Aki Jakupovic was pulling an all-nighter in his auto detailing shop in Queens when he spotted the three men in waders walking toward a nearby manhole cover around 2 a.m.

“We glanced at each other. Then they acted like I wasn’t even there,” recalled Jakupovic, owner of Aki Auto Care in the Astoria neighborhood.

Surveillance video from his shop shows one of the men prying open the heavy steel manhole cover, as a car that seems to be accompanying them sits nearby with its headlights pointed their direction. The trio soon slipped out of sight, into the bowels of the city.

“These guys looked like the Ninja Turtles,” said Jakupovic, who closed his garage doors out of caution while an employee alerted police. “Very strange, man. Very strange.”

That May 5 encounter marked the first in at least three recent incidents in which groups of people have been captured on camera climbing into — and out of — parts of the city’s sprawling sewer system.

Late last Thursday, according to New York City police, a group of people slid into a manhole near McDonald Avenue and Colin Place in the Gravesend section of Brooklyn. Several hours later, a video captured a group of seven men climbing out of a manhole and lingering unhurriedly on a nearby sidewalk.

Around 1 a.m. that same Friday, police said, “multiple unidentified individuals” were seen entering a manhole near Heyward Street and Bedford Avenue in the Williamsburg area of Brooklyn. Later, security video showed a group of more than a half-dozen men emerging from underground. Several appeared to be wearing headlamps and carrying small shovels, and police said they soon fled “in an unknown vehicle to parts unknown.”

So far, according to the New York Police Department, no arrests have been made and no injuries reported. “There is no threat to public safety at this time,” the department said in a statement, adding that an investigation is ongoing.

But the string of subterranean episodes has baffled New Yorkers, become the stuff of group text threads and spurred speculation online. Are the sewer explorers searching for jewelry and other valuable lost down drains? Are they digging underground to try to tunnel into a bank or other businesses?

Whatever the motivation, city officials have been adamant that it’s a bad idea for ordinary residents to venture into New York’s elaborate network of sewers, which consists of more than 7,400 miles of pipes, 152,000 catch basins and 95 wastewater pumping stations.
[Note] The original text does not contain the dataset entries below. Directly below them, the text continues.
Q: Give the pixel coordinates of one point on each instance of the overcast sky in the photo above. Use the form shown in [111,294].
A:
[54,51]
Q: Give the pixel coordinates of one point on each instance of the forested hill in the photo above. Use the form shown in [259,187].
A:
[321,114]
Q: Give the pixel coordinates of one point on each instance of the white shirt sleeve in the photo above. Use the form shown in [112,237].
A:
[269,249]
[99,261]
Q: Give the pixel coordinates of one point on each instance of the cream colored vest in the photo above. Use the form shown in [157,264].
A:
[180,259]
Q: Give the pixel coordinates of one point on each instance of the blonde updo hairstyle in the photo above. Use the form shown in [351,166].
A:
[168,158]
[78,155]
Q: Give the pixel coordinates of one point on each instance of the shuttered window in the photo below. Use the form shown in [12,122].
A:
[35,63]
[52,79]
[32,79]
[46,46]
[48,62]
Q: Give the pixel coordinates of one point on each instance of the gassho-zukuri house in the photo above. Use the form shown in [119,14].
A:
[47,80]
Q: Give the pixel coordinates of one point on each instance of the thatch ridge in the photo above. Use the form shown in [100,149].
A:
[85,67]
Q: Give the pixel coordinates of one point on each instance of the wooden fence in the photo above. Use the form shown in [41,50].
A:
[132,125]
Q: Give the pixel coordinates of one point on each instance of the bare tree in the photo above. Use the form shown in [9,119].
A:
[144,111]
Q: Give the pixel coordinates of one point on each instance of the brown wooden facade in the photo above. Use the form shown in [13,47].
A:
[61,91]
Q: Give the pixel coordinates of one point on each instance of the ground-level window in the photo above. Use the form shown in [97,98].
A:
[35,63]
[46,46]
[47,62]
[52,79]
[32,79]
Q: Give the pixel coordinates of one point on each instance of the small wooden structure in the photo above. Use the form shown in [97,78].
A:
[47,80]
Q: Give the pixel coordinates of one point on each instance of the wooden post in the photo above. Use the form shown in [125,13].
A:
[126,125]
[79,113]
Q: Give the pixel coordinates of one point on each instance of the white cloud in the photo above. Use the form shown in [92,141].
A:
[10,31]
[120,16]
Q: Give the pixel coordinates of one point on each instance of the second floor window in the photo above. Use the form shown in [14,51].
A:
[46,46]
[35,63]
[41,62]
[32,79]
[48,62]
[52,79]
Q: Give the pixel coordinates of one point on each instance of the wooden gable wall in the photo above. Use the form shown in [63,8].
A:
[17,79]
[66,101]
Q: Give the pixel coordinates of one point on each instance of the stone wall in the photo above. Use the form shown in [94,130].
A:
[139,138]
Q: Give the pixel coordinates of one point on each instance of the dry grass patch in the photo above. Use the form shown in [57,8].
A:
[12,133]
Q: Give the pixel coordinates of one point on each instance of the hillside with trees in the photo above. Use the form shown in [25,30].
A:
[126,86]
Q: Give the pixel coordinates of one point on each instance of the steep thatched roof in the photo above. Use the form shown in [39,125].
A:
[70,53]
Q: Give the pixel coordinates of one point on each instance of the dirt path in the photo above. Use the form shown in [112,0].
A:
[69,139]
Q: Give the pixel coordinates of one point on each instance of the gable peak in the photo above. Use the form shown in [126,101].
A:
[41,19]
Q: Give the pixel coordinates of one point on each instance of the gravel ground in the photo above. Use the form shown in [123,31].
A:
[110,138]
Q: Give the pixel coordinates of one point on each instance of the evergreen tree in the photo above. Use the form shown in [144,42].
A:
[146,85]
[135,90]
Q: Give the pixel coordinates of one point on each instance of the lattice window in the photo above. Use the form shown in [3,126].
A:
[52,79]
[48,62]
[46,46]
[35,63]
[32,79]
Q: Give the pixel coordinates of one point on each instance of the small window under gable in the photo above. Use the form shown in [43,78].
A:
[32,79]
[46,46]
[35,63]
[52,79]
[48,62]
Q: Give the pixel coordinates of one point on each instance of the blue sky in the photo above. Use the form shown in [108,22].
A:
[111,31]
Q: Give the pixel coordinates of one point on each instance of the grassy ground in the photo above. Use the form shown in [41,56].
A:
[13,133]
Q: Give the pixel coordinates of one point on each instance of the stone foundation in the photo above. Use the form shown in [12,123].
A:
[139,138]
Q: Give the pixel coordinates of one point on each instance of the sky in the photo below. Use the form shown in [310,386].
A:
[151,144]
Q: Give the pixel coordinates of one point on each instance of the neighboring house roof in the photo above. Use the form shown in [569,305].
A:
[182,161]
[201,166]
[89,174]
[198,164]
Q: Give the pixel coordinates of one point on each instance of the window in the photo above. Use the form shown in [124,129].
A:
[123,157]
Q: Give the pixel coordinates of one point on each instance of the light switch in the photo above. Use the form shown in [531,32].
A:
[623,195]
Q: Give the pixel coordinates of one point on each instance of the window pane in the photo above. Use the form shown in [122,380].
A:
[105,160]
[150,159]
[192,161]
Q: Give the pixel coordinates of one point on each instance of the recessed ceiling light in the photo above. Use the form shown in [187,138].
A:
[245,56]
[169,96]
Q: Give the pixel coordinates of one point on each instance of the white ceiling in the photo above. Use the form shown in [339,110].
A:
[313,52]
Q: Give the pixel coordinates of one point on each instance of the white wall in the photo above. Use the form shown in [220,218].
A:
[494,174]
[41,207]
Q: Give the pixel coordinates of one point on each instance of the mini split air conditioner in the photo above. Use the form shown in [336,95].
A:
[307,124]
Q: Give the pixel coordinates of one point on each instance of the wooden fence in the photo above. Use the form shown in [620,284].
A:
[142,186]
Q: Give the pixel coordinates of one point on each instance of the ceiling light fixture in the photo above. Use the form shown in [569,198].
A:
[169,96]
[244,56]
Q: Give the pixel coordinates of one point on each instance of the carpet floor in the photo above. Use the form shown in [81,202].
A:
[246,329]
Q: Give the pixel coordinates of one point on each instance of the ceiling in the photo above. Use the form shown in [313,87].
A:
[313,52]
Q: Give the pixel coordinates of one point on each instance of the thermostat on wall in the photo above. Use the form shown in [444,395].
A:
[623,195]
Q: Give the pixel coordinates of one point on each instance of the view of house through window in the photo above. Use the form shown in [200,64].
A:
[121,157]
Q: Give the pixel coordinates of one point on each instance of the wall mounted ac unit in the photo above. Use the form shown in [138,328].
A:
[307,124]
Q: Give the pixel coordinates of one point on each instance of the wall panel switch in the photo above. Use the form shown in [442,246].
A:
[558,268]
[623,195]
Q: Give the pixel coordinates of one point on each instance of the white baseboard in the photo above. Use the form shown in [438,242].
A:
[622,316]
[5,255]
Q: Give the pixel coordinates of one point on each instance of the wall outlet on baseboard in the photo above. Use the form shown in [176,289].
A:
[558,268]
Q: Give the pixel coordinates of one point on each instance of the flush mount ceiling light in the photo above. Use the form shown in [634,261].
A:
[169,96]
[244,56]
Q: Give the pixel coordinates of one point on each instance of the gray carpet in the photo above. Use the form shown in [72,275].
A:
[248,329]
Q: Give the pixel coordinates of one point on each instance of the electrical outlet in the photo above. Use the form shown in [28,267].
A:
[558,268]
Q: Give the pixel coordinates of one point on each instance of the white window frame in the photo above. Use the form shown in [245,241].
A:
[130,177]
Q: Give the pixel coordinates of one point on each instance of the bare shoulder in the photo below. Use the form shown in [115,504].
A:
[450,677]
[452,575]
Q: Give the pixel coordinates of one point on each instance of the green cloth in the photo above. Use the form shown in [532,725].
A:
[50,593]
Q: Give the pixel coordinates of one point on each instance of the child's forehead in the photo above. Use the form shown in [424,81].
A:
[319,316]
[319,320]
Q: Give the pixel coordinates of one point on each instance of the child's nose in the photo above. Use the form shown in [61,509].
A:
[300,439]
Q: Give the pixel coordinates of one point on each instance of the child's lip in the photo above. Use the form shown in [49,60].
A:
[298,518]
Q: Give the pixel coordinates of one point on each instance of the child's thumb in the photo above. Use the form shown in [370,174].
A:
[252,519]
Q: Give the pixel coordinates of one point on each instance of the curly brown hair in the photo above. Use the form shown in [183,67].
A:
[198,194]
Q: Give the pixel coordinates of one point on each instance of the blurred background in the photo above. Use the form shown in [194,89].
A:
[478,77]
“Entering the sewer system is both illegal and extremely dangerous,” Rob Wolejsza, spokesman for the New York City Department of Environmental Protection, said in an email.

Wolejsza said the agency has inspected the sewers at the two Brooklyn locations where people most recently entered manholes and determined that “our infrastructure is safe.”

The hazards that lie below are numerous, he added. Potentially deadly gases. Unstable surfaces. Flooding risks. Confined spaces. “For these reasons,” Wolejsza said, stating what millions of New Yorkers already inherently know, “members of the public should never enter a pipe, drain, catch basin, manhole, or outfall.”

Last month, a 56-year-old woman died in Manhattan after she exited her parked vehicle and fell into an open manhole near the corner of Fifth Avenue and East 52nd Street.

The recent, mysterious forays captured on video are hardly the first time that people have set out to explore the depths of the city’s sewer system, despite the obvious risks.

In 2015, police arrested three would-be treasure hunters on trespassing charges after the trio was caught resurfacing from a manhole in East Flatbush. The group apparently had gone in search of valuables they believed lay below.

“God knows what they were looking for,” William J. Bratton, then-police commissioner, told reporters at the time. “I know damn sure I wouldn’t be crawling through the sewers of New York.”

Last April, police also arrested three men in the Bensonhurst neighborhood in Brooklyn for climbing down into the sewer system after witnesses reported seeing the trio descending into a manhole near 17th Avenue and 82nd Street.

As for Jakupovic, he has witnessed a bit of everything in the five years he has owned his auto shop along a busy street in Astoria. But the bizarre late-night encounter with the sewer explorers still has him bewildered.

“Something I’ve never seen before,” he said. “I’m there every day. … But that’s not something you expect.”